The Planets series has finished. But in case viewers have not had enough of space, the story is taken further by a documentary posing the biggest question of all: what fate awaits not just our planet, but the universe? From Here To Infinity (Pearl, 8.30pm) explores the latest findings by rival teams of supernova hunters that could force physicists to reassess their understanding of the universe and review the fundamental laws of physics.
Until now, we have not known whether the universe would expand to infinity or contract in a cosmic crunch. The findings in this programme, presented in Britain last year, were hailed by science journals as the scientific breakthrough of the year. It claims to have the answer.
An international team headed by Saul Perlmutter perfected a technique for tracking rare and distant supernovas, enabling astronomers to view exploding stars.
What they saw suggests galaxies are accelerating away from each other, and that the universe is speeding into infinity. Instead of gravity slowing the universe, as previously thought, an unknown energy could be pushing against gravity, flinging the universe apart.
The implications of this are hard even for astronomers to prove and grasp. But Perlmutter helps out by describing what our night skies could look like in billions of years time. Instead of the myriad galaxies lighting up the skies, all we would see would be black emptiness. A time could come when the last star could be put out.
Another wondrous mystery much closer to home is pondered in Mystique Of The Pearl (World, 10pm). For centuries, humans wondered how one of nature's most lowly creatures, the oyster, could produce one of the most beautiful and perfect of nature's creations, the pearl.
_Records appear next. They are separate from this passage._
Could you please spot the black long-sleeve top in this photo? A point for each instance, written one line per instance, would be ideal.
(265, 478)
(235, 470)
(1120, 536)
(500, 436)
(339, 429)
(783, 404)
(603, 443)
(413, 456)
Today's aquaculture techniques are a far cry from the earliest hunting for pearls. In the underwater farms of Japan and Australia, oysters are caged and tended like prize breeding herds. The secret of how an oyster is 'nucleated' and encouraged to grow a perfectly round pearl is revealed.
From there, the programme follows the less interesting progress of the pearl from auction rooms and jewellery workshops to fashion houses, ready to decorate the world's wealthiest women.
Earthly challenges are the subject of what is billed as the most dangerous show on TV, though no serious accidents have been reported as yet.
In the first show of the new season of Don't Try This At Home (World, 9pm) an arachnophobic housewife confronts her worst nightmare, by standing in a booth full of spiders. Meanwhile, two members of the audience are challenged to dive 160 kilometres an hour through the air. This week's challenge of a lifetime is accepted by a disabled man, who is taken to the highest cable car in the Alps where he is to leave his wheelchair and abseil 300 metres to the ground.